Table 4: Case airports and selection criteria (Flyvbjerg, 2006). (a) Copenhagen Airport from 2000 to 2017, the level of transfer passengers have decreased by 35% and the relative

transfer passenger share of total passengers has decreased from 47% to 20%. Hub connectivity presently indicates a decrease in hub connectivity from 2007-2017 of 30% (ACI

Europe, 2017a, p. 20) – see further section 5.3. (Other sources: Official airport passenger statistics and (MIDT data) and (SRS seat data)).

Case airports Information oriented selection with focus on 'extreme/deviante' cases Based on Flyvbjerg (Flyvbjerg 2006: 230)

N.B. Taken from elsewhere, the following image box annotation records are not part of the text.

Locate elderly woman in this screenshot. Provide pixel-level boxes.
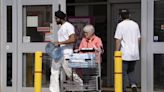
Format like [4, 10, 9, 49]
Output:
[79, 24, 103, 63]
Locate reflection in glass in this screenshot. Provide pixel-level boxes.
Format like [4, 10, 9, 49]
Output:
[7, 6, 12, 42]
[22, 53, 51, 87]
[154, 54, 164, 92]
[154, 0, 164, 42]
[22, 5, 52, 42]
[7, 53, 12, 86]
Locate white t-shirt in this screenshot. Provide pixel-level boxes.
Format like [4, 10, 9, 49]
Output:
[58, 22, 75, 54]
[114, 20, 141, 61]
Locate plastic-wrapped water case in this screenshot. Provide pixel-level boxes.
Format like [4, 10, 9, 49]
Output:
[66, 53, 97, 68]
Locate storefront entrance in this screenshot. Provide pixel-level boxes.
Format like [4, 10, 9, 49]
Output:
[110, 3, 141, 87]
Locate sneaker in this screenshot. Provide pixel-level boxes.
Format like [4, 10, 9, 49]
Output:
[131, 84, 137, 92]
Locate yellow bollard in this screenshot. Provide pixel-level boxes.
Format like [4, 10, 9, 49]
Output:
[114, 51, 122, 92]
[34, 51, 42, 92]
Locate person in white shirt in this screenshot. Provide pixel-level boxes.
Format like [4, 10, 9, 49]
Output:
[114, 9, 141, 92]
[49, 10, 82, 92]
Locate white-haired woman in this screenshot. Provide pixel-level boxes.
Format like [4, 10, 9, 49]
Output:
[79, 24, 103, 63]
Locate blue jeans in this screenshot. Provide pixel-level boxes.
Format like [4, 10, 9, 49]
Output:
[123, 60, 136, 92]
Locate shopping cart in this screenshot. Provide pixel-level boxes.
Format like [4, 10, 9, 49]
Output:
[61, 50, 101, 92]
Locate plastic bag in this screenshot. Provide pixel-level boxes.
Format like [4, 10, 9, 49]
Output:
[45, 42, 63, 62]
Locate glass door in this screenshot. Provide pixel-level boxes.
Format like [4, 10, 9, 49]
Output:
[12, 0, 65, 92]
[18, 0, 57, 92]
[147, 0, 164, 92]
[151, 0, 164, 92]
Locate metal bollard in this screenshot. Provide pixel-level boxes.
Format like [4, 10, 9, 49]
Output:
[34, 51, 42, 92]
[114, 51, 122, 92]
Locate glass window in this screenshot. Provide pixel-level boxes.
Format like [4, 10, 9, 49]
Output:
[154, 0, 164, 42]
[6, 53, 12, 86]
[67, 3, 107, 76]
[22, 5, 52, 42]
[154, 54, 164, 92]
[66, 0, 107, 3]
[7, 6, 12, 42]
[22, 53, 51, 87]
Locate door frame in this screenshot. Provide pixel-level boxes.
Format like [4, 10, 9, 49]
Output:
[108, 2, 141, 86]
[0, 0, 66, 92]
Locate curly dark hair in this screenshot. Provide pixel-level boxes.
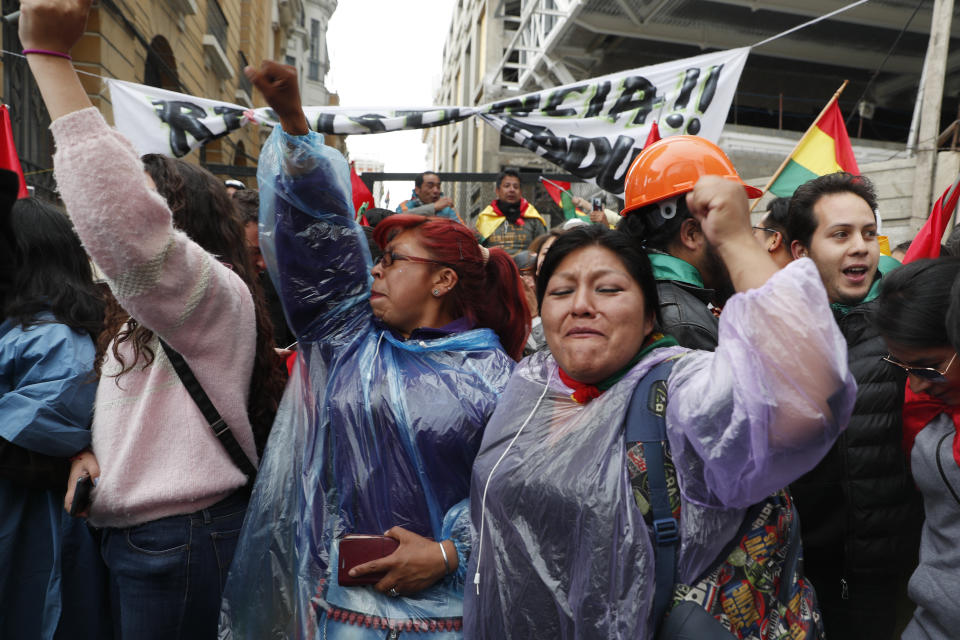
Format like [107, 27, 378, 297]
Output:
[0, 198, 104, 339]
[231, 189, 260, 224]
[96, 154, 286, 455]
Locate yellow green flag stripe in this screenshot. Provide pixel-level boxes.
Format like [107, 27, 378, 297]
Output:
[770, 127, 843, 197]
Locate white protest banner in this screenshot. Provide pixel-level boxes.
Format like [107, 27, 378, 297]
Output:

Amsterdam One of the main hub airports in Europe 68,5 mio passengers in 2017

Helsinki Strong development in hub activities between Europe/Asia 18,9 mio passengers in 2017

Brussels Significant passenger drop due to bankruptcy of Sabena in 2001 24,8 mio passengers in 2017 After 14 years passengers level back at index 100

Zurich Significant passenger drop due to grounding of Swiss in 2000 29,4 mio passengers in 2017 After 14 years passengers level back at index 100

Copenhagen Hub activities are declining 

29,2 mio passengers in 2017 Based on Hub connectivity and relative share of transfer passengers(a)

Figure 10 illustrates the locations of the selected airports and their characteristics.

Figure 10: Locations of the four case hub airports and Copenhagen Airport and the selection criteria based on Flyvbjerg (Flyvbjerg, 2006, p. 230).

In order to be able to conduct a knowledge transfer to the Danish context, I have in line with the selected cases; also applied same method approach to the Danish case.

By having the same approach, I will be able to reflect on my findings in relation to the production aeromobilities production at Copenhagen Airport.